To possess a female body is to exist for and in multiple bodies. You are responsible for your own morality, and that of the other – that of the male. You check yourself and so you check the other. By possessing the vice of a female body, you bear the burden of their imaginations and their impulses. If the gaze or some misfortune falls onto you, you invited it for it is your responsibility to bar it, not that of those who cast it onto you.

You exist with the burden of that gaze on you and that gaze defines how you carry yourself.

It takes nothing but a moment to realize just how these burdens have sculpted you and your persona in the public space. I hold a deliberate and constant scowl on my face, head high, and my walk brisk. It is my way of denying and deterring those prowling leers and stares, of resisting the vulnerability that comes with my skin and whose fear crawls on my skin.

Of leers, jeers, and harassment.

And yet I know it can prevent little. My mere emergence in public visibility is what makes me far too prominent itself. Just being there is what draws attention, I need not create a scene. I am the scene.

The female body is oppressive for the expectations, fears, threats and oppressions heaped onto it are what it heaps onto you.

I catch myself unconsciously glancing at my dupatta every now and then, adjusting it even while it is adjusted. I find myself unconsciously straightening my kameez even when it already is, to make sure its corners aren’t turned, to make sure they cover me fully.

It is a constant ticking in my mind that tugs at its peace; this, being conscious of myself to a painful degree.

embodying-indus-lifeI sit in the car and get uncomfortable when a car or motorcycle veers too close to my window. The proximity is unsettling for the proximity of access of sight is unsettling. I grab the black shades and fix them over my window amid a sigh of relief. There, I am now hidden. Phew.

I step out and it is a struggle to keep my appearance…in order. I can’t hide here.

How can you possibly feel naked with clothes?

How can your own skin induce fear, vulnerability and discomfort in you? How can it induce a desire for invisibility in you?

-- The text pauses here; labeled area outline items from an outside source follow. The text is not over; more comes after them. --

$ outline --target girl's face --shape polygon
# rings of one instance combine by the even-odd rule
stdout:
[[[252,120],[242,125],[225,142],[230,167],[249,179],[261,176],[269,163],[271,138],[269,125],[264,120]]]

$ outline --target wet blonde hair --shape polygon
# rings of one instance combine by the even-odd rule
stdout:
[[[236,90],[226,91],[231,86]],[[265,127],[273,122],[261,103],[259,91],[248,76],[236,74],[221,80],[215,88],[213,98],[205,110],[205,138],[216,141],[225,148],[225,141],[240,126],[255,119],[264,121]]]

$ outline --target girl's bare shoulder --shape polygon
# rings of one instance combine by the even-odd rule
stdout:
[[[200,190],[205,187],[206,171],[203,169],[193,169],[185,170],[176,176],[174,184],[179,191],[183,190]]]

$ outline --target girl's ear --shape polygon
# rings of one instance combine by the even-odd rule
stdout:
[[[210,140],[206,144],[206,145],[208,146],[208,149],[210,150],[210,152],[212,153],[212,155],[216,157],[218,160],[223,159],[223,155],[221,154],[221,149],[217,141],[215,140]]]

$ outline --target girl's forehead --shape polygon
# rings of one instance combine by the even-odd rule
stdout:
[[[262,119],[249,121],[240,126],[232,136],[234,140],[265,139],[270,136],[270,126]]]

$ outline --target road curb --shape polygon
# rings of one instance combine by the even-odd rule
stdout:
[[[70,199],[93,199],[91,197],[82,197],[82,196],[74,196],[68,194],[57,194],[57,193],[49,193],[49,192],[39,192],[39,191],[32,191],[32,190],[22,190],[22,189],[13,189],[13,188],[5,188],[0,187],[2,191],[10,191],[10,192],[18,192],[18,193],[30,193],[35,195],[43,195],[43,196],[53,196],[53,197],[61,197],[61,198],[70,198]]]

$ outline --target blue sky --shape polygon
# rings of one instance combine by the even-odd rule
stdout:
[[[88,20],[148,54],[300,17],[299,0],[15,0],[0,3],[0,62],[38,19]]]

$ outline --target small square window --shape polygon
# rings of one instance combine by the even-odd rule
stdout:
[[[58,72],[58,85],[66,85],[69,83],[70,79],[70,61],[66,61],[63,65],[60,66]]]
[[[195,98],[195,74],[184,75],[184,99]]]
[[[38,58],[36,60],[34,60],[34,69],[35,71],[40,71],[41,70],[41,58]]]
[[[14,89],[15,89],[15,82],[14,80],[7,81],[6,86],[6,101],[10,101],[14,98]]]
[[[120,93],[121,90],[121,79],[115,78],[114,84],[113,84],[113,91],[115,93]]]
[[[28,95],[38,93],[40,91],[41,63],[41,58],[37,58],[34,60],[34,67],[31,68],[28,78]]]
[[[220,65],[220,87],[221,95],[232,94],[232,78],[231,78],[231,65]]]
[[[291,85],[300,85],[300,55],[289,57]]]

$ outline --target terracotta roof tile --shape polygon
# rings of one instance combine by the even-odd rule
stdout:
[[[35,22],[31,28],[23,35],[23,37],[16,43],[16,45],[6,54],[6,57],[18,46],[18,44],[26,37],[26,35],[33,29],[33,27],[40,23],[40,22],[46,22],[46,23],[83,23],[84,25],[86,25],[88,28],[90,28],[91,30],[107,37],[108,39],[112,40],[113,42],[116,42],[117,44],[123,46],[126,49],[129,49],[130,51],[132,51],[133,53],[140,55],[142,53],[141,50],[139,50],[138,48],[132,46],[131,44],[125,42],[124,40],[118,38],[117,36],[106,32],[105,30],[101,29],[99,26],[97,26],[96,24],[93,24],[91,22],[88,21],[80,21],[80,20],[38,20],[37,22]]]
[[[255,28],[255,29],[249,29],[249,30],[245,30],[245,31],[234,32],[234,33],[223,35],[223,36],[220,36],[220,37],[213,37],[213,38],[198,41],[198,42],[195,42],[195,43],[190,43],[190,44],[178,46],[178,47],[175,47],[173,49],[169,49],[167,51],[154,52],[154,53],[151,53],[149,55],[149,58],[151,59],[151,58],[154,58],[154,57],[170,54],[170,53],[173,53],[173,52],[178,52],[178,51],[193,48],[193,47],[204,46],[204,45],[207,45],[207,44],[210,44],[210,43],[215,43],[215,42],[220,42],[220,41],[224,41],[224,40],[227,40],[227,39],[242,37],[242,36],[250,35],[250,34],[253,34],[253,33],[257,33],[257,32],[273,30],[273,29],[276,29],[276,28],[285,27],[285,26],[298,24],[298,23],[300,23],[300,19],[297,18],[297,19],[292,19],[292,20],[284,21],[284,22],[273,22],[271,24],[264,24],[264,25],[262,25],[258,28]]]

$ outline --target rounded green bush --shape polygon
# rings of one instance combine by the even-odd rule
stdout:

An invisibility from the leers and stares that pierce right into you, that frighten and unnerve you. Leers and stares that stalk you with a perverse pride, entitlement, insolence and impudence, and with a complete sense of the perverse power they are, which are undeterred by one’s detection of them. The detection only emboldens them.

How do you come to feel uncomfortable in your skin? How do you come to feel uncomfortable by your own skin?

You see the leers and you survey yourself in worry, is the dupatta in place? Is something wrong? Is my kurta too short? Are the chaaks too much? I quickly sling my bag or purse on one side to slump over my legs, while the dupatta falls over the other.

How do you keep prying eyes away? To what extent can you possibly hide yourself? What more can you hide of yourself when the imagination encroaches and penetrates all that is you?

What can I do when I am uncomfortable by my own skin? When I made to be felt oppressed by own biology?

I wonder what it feels like to be in the public and to have a mobility unhampered by an agonizing consciousness of every part of your body, a tiring and grueling consciousness that presses itself on your mind.

How does it feel to not be ashamed of your anatomy?

How does it feel to not want to shrink?

How does it feel to not be stalked, surveyed and to surveil yourself?

How does it feel to just wear your skin without wanting to peel it off, shroud it, or fix it?

How does it feel to not be a woman?

I wonder what it’s like, while the corners of my dupatta and kameez tug at the corners of my mind. Is the dupatta in place? Is my kurta too short? Are the chaaks too much? A constant ticking in my mind that tugs at its peace; this, being conscious of myself to a painful degree.